With Trump mulling another White House run in 2024, Republican vice chair Liz Cheney said “Every American must consider this: ‘Can a president who is willing to make the choices Donald Trump made during the violence of 6 January ever be trusted with any position of authority in our great nation again?’”
Lawmakers provided a minute-by-minute account of Trump’s actions between the time he gave a fiery speech to his supporters near the White House claiming the November 2020 election was stolen and extending until the moment when he finally told the rioters they were “very special” but should go home.

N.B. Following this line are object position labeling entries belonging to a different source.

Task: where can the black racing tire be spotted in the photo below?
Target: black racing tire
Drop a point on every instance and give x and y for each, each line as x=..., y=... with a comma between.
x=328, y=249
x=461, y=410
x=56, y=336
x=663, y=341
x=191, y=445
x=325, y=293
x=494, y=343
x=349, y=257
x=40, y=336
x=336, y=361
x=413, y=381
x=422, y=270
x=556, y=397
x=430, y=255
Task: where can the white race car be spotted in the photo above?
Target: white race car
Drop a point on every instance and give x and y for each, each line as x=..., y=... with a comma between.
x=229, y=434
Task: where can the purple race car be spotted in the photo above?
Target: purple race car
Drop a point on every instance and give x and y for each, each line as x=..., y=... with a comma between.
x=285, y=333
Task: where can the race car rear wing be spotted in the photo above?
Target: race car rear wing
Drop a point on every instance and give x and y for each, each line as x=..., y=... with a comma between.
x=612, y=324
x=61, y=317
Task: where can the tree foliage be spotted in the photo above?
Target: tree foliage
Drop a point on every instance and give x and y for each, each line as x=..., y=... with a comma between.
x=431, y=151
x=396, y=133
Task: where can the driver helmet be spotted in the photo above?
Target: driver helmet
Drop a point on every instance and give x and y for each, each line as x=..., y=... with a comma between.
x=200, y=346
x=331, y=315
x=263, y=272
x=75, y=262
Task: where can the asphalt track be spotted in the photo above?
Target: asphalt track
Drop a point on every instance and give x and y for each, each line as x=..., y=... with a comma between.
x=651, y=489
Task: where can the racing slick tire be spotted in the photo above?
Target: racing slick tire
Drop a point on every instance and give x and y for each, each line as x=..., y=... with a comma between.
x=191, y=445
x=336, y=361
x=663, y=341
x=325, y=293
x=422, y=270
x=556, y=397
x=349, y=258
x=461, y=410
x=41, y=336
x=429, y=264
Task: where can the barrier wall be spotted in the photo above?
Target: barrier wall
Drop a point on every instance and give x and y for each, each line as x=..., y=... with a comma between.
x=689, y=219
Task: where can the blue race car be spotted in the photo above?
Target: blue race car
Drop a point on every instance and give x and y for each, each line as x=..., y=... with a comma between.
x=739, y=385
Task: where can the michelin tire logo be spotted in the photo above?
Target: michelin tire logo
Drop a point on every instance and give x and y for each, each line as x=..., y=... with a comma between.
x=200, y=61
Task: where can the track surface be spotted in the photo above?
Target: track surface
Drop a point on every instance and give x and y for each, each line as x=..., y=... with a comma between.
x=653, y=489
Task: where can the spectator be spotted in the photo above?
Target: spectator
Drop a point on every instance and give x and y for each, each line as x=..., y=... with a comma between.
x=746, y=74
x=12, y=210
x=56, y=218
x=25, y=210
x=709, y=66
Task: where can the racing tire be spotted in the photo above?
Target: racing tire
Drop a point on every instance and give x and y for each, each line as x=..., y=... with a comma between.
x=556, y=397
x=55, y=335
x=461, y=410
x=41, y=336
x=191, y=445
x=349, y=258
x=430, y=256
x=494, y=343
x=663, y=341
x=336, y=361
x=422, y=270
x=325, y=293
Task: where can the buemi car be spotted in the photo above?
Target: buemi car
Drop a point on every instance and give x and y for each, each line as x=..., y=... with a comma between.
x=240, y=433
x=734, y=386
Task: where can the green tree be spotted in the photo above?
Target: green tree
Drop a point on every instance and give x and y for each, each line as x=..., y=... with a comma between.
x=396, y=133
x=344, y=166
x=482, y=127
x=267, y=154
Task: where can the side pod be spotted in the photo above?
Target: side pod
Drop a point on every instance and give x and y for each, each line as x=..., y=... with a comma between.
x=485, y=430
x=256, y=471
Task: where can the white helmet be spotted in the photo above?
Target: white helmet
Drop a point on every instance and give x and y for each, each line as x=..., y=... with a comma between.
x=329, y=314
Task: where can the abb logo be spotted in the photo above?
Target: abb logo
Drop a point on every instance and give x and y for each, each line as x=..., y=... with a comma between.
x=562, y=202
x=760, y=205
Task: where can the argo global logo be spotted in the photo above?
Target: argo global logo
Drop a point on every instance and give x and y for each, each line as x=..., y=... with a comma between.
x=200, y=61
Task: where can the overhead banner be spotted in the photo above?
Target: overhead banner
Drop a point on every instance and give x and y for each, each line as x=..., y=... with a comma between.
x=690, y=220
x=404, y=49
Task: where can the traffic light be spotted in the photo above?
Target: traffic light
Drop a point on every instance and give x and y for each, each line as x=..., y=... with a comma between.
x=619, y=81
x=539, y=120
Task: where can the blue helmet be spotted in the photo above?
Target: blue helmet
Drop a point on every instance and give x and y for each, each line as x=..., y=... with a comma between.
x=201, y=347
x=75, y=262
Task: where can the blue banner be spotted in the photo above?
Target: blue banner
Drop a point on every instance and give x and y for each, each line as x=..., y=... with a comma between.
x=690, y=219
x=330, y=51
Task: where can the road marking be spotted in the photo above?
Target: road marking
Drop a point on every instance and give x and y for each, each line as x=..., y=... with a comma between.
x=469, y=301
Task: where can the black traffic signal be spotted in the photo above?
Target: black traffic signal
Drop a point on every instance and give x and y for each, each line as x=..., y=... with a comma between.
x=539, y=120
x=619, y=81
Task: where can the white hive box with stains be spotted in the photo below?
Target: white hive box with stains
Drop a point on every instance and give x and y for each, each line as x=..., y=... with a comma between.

Outtakes were played from a message taped by Trump the next day, in which he refused to stick with a written script on a teleprompter. “I don’t want to say the election’s over,” he said, rejecting that phrase from the script.
‘One of the darkest days’
Two former White House officials -- deputy White House press secretary Sarah Matthews and Matthew Pottinger, who served on the National Security Council -- testified about their decision to resign on 6 January.
Matthews said it was “one of the darkest days in our nation’s history” and “President Trump was treating it as a celebratory occasion.”
“His refusal to act and call off the mob that day and his refusal to condemn the violence was indefensible,” she said.
Pottinger said a tweet sent by Trump attacking vice president Mike Pence for refusing Trump’s demand that he block congressional certification of Democrat Joe Biden’s victory was “like fuel being poured on the fire.”
“That was the moment that I decided that I was going to resign,” he said.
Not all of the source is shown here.